We must, then, understand Mehretu’s politics alongside the deeply forceful presence of her paintings, and not just biography. “These are complex, time-based paintings that you have to interact with. You move through them geographically in a way that goes beyond the cerebral. It is a felt experience,” she says. “I’ve studied painting my whole life, and I’ve studied it seriously. Paintings choose their audience—the people who will spend a couple of hours looking.” There is no better way to illustrate this sentiment than considering Mehretu’s recent collaboration with the Dutch National Opera and Ballet for the set design of director Peter Sellars and composer Kaija Saariaho’s Only the Sound Remains—a combination of two short contemporary operas inspired by traditional Nôh dramas (which Mehretu studied in preparation for working with Sellars).

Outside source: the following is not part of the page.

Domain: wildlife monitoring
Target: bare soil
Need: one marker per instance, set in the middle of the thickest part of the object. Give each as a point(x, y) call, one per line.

Originating in 14th-century Japan, the Nôh is the oldest form of theatre that is still performed—a veritable combination of history, tradition and innovation. In this way, performance and music provided a platform for Mehretu, wherein audiences were able to look closely and live differently with her paintings. Drawing on this love of music, as well as her research into the set designs of various modernist theatre projects, such as collaborations between Robert Rauschenberg and Merce Cunningham, Mehretu created something unequivocally spectacular. She also gave us a taste of the story’s unexpected gay romance, but you will have to be content for the moment with a bit of atmospheric imagery: “One of the central characters, Philippe Jaroussky the renowned countertenor—a ghost—actually emerges from my painting. You can see through the painting when it’s lit a certain way. It’s space; it’s not space. It is ephemeral. All of this happens on the stage. The marks become agents within the space, and the inside of the painting is the past, which is also the future. I have been informed and permanently stamped and shifted by music. It was an incredible experience to design the sets, and I hope to do more.”

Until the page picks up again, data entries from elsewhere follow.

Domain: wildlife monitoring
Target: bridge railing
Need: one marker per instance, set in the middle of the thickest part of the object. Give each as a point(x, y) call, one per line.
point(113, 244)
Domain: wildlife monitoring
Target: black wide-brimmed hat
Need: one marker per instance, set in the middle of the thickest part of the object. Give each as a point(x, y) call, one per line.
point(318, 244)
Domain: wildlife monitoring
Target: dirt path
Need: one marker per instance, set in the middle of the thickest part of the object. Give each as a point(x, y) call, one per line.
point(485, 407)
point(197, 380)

An hour and a half passes and we emerge from the interview with more questions than answers, but as Mehretu suggests, that is a good thing. “Art’s job is to complicate as much as possible. That’s what we want art for; that’s what we want poetry for—to be full of contradictions, or to expose contradictions. That’s where radical possibility exists. Imagining other possibilities is how things change.”